Translation initiation caught in the act
To investigate this, Fraser and postdoctoral researcher Masaaki Sokabe at the UC Davis Department of Molecular and Cellular Biology collaborated with Venki Ramakrishnan, Jailson Brito Querido, Sebastian Kraatz and Yuliya Gordiyenko at the LMB to visualize the structure of the complex. Ramakrishnan shared the 2009 Nobel Prize in chemistry for his work on the structure of the ribosome.
The team used an mRNA that lacked a start codon so that it would be trapped in the act of scanning. While big for a biological machine, you could fit about 3,000 of these complexes across the width of a human hair. The team therefore used cryoelectron microscopy at the LMB to obtain a structure of the complex including the trapped mRNA. Cryoelectron microscopy allows biologists to capture 3D movies of biological molecules down to the scale of single atoms.

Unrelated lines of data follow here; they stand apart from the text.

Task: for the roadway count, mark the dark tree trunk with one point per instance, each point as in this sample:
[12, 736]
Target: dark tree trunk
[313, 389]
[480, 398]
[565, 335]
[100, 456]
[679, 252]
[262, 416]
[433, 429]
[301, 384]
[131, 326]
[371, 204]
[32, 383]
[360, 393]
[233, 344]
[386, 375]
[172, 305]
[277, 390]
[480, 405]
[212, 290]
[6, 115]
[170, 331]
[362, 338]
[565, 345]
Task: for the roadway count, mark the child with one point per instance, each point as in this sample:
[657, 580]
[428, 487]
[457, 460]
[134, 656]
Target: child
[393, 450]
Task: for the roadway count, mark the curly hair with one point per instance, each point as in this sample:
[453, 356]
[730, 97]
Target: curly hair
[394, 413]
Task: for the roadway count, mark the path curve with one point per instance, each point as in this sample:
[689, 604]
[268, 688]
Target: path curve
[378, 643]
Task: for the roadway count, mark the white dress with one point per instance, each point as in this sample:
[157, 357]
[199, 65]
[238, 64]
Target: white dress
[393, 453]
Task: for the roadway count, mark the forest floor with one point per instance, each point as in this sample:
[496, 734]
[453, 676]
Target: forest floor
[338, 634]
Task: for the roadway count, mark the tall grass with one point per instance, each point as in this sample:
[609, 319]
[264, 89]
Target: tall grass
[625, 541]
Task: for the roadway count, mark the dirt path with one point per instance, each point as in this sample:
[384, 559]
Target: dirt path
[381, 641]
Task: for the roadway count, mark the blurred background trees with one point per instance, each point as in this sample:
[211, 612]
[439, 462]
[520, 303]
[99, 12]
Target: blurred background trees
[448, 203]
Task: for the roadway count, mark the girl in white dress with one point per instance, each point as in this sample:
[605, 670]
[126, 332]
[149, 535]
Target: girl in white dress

Based on this structure, the researchers proposed a model of how the mRNA slots into a channel in the small ribosomal subunit, and a mechanism for how the mRNA might be pulled through the ribosome for scanning, like a strip of film through an old-style projector.
They were able to predict that for most mRNAs, the start codon would need to be sufficiently far from the front end of the mRNA for it to be found in the scanning process, which was then confirmed biochemically by Sokabe and Fraser. Further confirmation of the model was obtained by mass spectrometry carried out by Mark Skehel of the LMB.
The UC Davis College of Biological Sciences recently opened its own cryoelectron microscopy facility, which will make this kind of work possible on campus, Fraser said.
The work was funded by UKRI MRC, Federation of European Biochemical Societies, Wellcome, Louis-Jeantet Foundation, and the National Institutes of Health.